Facilitating Kinesia Paradoxica in Parkinson’s Disease
We know well, the cardiovascular and psychosocial benefits of frequent cycling. However now there are recent medical research forays to examine cycling and possible health effects for some other long-term disorders and diseases.
Recently the New York Times republished a remarkable video from the New England Journal of Medicine and an article about some patients with Parkinson’s disease, who were able to ride a bicycle even though they had difficulty standing or walking. The video documents a Parkinson’s patient who rides his bicycle regularily for 10 miles. Yet the 58-year old man could barely stand or walk without trembling greatly and collapsing onto the ground.
Researchers posit a neurological coping mechanism in some Parkinson’s patients, “ kinesia paradoxica”, may be triggered “by the bicycle’s rotating pedals, which may act as an external pacing cue”.
Similar observations were made for 20 other Parkinson’s patients. It is hopeful work which may benefit some patients. After I forwarded the NY Times article to other people, a woman indicated that health care staff already had her husband, who has Parkinson’s, unsuccessfully cycle a recumbent bike. It was not clear if her husband rode a recumbent bike in the past.

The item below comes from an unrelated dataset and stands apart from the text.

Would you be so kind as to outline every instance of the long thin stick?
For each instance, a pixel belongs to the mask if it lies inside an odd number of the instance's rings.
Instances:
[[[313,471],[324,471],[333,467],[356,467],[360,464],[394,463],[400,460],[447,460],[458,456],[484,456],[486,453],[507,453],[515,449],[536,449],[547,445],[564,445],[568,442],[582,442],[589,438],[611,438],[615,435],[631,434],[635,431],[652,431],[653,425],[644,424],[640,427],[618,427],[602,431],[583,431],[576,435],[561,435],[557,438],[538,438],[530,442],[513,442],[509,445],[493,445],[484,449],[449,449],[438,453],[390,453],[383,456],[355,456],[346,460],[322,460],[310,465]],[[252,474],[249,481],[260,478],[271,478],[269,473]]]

Mitigating Some Effects for Prostate Cancer
At this time, Jack Layton, federal leader for the Canadian NDP political party and long time cyclist, is participating in a medical research study for prostate cancer patients to determine if cycling and other regular exercise can mitigate tumour growth. The research project, Survivorship Exercise Program is based at Princess Margaret Hospital, a lead cancer hospital in Toronto. J. Layton has been undergoing radiation treatment.
For over 20 years, which included his tenure as Toronto city councillor, J. Layton constantly advocated for cycling facilities. For many years he also chaired the Toronto Cycling Committee and its predecessors. The story has been that over a drink of beer, J. Layton designed on a napkin the now well-known Toronto post and ring for parking bikes. Now there are approximately 18,000 of these post and ring installations. During part of this time, Jack Becker of Third Wave Cycling Group had the pleasure of serving as his public co-chair from 1995 to 1999.
Kolata, Gina. “For Some, Cycling Provides a Break For Some with Parkinson’s Disease.” In New York Times. Mar. 31, 2010.
Savin, Monique. “Studying Exercise and Cancer –with Jack Layton’s Help”. In Globe and Mail. Mar. 25, 2010.
Snijders, Anke J. and Bloem, Bastiian R. “Cycling for Freezing of Gait”. In New England Journal of Medicine. Vol. 362; (e62). No. 13. Apr. 1, 2010.